Charleston Mayor Riley Honored with National Medal of Arts
First Mayor to Receive Nation’s Highest Arts Award
By Tom McClimon
March 8, 2010
President Barack Obama bestowed Conference of Mayors Past President Charleston (SC) Mayor Joseph P. Riley, Jr. with the 2009 National Medal of Arts. In a ceremony on February 25 in the East Room of the White House, Riley was honored with the nation’s highest award for the arts for his work in cultivating Charleston’s historic and cultural resources, and for revitalizing cities throughout the nation as founder of the Mayors Institute on City Design. The mayor was one of 12 people or organizations to receive the medal for 2009 alongside eight people who received the National Humanities Medal.
In remarks as the President closed the ceremony, President Obama singled out the mayor as “my great friend Joe Riley and the extraordinary work he’s done in Charleston.” Adding further the President stated, “Each and every one of these individuals in some ways has touched my life.”
“The men and women that we honor today are part of the American tradition of dynamism and diversity. In a cultural moment that too often prizes the sensational over the enduring, the trivial over the profound, it’s worth recalling the contributions of the honorees in this room-contributions that at once reflect and rise above the particular moments in which they’re made,” stated President Obama.
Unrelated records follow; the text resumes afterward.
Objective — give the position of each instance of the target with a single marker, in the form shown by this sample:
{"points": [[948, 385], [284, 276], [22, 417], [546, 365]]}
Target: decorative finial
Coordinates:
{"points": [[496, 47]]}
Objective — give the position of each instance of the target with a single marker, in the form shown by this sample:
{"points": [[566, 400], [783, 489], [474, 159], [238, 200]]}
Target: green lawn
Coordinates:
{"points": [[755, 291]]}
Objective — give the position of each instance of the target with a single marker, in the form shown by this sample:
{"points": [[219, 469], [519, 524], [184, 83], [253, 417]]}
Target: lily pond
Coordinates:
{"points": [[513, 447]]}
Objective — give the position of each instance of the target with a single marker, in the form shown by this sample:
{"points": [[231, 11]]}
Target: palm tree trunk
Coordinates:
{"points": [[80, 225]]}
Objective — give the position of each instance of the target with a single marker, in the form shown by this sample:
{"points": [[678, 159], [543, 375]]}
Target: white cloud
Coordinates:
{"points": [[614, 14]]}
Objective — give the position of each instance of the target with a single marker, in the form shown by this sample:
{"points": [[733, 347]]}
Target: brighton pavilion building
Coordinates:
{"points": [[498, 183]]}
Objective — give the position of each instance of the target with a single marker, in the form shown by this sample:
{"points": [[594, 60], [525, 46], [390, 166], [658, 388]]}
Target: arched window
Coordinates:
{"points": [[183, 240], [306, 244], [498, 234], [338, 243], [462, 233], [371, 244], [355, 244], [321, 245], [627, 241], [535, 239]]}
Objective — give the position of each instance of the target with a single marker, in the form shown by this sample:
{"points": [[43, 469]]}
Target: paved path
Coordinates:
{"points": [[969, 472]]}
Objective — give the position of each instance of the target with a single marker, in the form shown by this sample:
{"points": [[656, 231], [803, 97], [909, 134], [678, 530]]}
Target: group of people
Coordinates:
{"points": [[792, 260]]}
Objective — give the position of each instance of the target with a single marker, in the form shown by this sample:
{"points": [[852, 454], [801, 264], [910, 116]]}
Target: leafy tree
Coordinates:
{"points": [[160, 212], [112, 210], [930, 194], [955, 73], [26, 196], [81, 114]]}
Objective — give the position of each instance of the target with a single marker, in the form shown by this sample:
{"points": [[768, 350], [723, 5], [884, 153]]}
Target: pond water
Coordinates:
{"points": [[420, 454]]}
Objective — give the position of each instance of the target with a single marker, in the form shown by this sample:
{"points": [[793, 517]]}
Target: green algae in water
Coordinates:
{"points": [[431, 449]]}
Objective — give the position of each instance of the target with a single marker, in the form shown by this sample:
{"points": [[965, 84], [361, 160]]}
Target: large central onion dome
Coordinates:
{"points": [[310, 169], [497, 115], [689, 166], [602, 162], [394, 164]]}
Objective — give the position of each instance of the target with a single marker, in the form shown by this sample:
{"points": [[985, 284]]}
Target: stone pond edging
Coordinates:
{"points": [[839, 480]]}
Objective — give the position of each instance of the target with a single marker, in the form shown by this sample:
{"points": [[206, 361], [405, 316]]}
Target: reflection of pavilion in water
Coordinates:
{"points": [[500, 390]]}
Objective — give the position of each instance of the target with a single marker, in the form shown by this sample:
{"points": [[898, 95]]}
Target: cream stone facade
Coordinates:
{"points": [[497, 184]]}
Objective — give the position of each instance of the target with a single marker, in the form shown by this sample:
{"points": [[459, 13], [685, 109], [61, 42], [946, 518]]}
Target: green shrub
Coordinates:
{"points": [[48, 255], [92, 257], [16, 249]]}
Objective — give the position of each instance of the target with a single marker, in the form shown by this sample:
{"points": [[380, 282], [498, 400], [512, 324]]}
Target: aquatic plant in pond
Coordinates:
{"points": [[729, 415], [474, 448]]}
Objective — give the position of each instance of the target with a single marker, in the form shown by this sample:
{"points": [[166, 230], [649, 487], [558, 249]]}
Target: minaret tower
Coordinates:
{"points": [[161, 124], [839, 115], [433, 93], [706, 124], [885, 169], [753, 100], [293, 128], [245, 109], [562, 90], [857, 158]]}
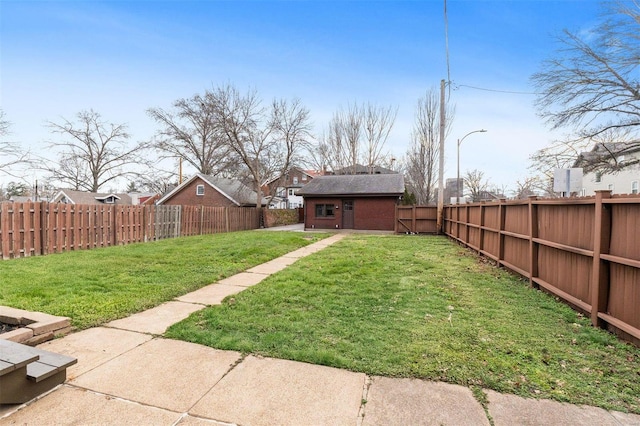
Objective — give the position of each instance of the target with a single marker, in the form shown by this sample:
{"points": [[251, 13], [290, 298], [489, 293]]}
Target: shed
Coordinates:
{"points": [[362, 202]]}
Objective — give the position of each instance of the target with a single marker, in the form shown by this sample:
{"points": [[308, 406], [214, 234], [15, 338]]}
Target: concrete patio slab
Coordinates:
{"points": [[626, 419], [164, 373], [196, 421], [69, 405], [244, 279], [212, 294], [273, 266], [94, 347], [158, 319], [419, 402], [511, 409], [265, 391]]}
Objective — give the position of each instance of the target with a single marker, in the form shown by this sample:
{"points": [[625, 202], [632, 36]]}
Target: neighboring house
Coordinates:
{"points": [[22, 199], [626, 180], [68, 196], [286, 188], [364, 202], [204, 190]]}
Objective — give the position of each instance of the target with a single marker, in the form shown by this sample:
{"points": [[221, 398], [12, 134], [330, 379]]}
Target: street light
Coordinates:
{"points": [[458, 179]]}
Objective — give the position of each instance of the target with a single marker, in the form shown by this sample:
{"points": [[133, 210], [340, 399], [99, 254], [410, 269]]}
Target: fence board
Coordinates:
{"points": [[28, 229]]}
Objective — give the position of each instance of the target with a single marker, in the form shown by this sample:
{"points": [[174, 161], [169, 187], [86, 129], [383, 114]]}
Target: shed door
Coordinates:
{"points": [[347, 214]]}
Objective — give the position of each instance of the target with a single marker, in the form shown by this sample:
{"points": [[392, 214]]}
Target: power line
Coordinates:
{"points": [[494, 90]]}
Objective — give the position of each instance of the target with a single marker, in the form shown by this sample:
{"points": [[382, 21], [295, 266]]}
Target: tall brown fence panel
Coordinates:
{"points": [[585, 251], [166, 222], [416, 219]]}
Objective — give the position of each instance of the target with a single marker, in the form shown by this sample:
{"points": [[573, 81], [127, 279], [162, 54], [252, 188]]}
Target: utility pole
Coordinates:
{"points": [[441, 166]]}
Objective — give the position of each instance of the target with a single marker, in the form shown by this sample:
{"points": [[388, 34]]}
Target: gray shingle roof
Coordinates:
{"points": [[234, 189], [83, 197], [355, 185]]}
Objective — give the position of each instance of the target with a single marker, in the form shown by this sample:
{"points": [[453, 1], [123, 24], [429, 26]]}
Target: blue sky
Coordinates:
{"points": [[122, 57]]}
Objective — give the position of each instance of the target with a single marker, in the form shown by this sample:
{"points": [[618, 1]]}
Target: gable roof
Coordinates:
{"points": [[83, 197], [234, 190], [359, 169], [355, 185]]}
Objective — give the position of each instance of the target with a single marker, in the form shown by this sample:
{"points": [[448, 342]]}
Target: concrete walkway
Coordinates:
{"points": [[127, 375]]}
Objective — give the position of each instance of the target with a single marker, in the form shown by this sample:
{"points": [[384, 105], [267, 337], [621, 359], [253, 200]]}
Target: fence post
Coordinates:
{"points": [[533, 246], [501, 225], [600, 273]]}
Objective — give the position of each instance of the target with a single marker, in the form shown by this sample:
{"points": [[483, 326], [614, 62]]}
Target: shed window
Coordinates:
{"points": [[324, 210]]}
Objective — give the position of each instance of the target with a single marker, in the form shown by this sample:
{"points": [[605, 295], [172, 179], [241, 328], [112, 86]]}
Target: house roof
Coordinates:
{"points": [[606, 151], [359, 169], [83, 197], [355, 185], [237, 192]]}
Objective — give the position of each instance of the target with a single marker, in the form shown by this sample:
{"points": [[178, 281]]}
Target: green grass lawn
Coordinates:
{"points": [[423, 307], [96, 286]]}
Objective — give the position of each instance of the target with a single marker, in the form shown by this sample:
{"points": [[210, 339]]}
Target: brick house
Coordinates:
{"points": [[203, 190], [362, 202]]}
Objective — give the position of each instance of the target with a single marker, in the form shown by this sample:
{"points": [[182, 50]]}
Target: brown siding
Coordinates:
{"points": [[370, 213], [311, 221], [187, 196], [376, 214]]}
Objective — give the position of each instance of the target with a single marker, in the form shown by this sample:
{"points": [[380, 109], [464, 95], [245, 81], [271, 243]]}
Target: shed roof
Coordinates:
{"points": [[355, 185]]}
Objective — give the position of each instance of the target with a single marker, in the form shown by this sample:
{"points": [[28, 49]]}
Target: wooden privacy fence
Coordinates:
{"points": [[585, 250], [198, 220], [31, 229], [416, 219]]}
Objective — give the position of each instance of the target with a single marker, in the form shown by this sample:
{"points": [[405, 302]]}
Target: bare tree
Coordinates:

“I am greatly honored to have received the 2009 National Medal of Arts from President Barack Obama,” stated Riley. “This award is a recognition of the city that I am privileged to serve and a recognition of the work of our community to build and maintain a beautiful and livable city that is a national treasure. I am very proud of the recognition of the Mayors Institute on City Design and the role that this institution has had in positively shaping and improving cities across the nation.”
Riley was nominated for the award by The U.S. Conference of Mayors and the American Architectural Foundation, the Conference of Mayors’ partner along with the National Endowment for the Arts in Mayors Institute on City Design program. “We were honored to be a co-nominator with the American Architectural Foundation of Mayor Riley for this nation’s highest award for the arts,” stated Conference of Mayors CEO and Executive Director Tom Cochran. “This is the first time a mayor has been so honored and it is fitting that Joe Riley be the first mayoral honoree. His leadership on the arts and urban design has been the standard for all mayors and will be into the future.” Ron Bogle, President and CEO of the American Architectural Foundation stated, “The American Architectural Foundation highly values our longstanding relationship with The U.S. Conference of Mayors and Mayor Riley. In addition to our powerful institutional alliance around city design, there is a collegial spirit that adds richness to our work together. We are inspired by Mayor Riley’s leadership and gratified that President Obama embraced him as a visionary in the field of urban design and the creation of livable cities.”
“By working with us to found the Mayors Institute on City Design, Mayor Riley has helped some 800 mayors think of themselves as their cities’ chief urban designers. He has been a tireless advocate for the role that smart design and the arts can play in building livable, sustainable communities,” National Endowment for the Arts Chairman Rocco Landesman added. “It was wonderful that the President, and indeed the country, recognizes Mayor Riley for that.”
In addition to Riley, other national arts medal recipients were:
- Bob Dylan, singer and songwriter
- Clint Eastwood, director and actor
- Milton Glaser, graphic designer best known for his “I Love New York” logo
- Maya Lin, architect known for Vietnam Veterans Memorial
- Rita Moreno, singer, dancer, and actress who has won Emmy, Grammy, Oscar, and Tony awards
- Jessye Norman, soprano opera singer
- Frank Stella, painter and sculptor
- Michael Tilson Thomas, conductor
- John Williams, composer and conductor known for his music in such films as “Star Wars” and the soundtrack for the Olympics
- The Ohio Oberlin Conservatory of Music, the country’s oldest continuously operating conservatory; and the New York School of American Ballet, the dance program co-founded by George Balanchine based at the Lincoln Center were also honored with national arts medals.
- National Medal of Humanities recipients honored were:
- Robert Caro, two time Pulitzer Prize winner known for his biographies of Robert Moses and President Lyndon B. Johnson
- Annette Gordon-Reed, Pulitzer Prize winner for her work on President Thomas Jefferson’s relationship with his slaves, including Sally Hemings
- David Levering Lewis, Pulitzer Prize winner for his biographies of W.E.B DuBois
- William McNeill, professor and author of such works as The Rise of the West which traces civilizations through 5,000 years of recorded history
- Philippe de Montebello, former director of the Metropolitan Museum of Art in New York
- Albert Small, philanthropist and collector of early American manuscripts
- Ted Sorensen, author and speechwriter for President John F. Kennedy
- Elie Wiesel, author and Holocaust activist
The National Medals of Arts and Humanities, established by Congress in 1984, are awarded by the President and managed by the National Endowment for the Arts and the National Endowment for the Humanities. Award recipients are selected based on their contributions to the creation, growth, and support of the arts and humanities in the United States.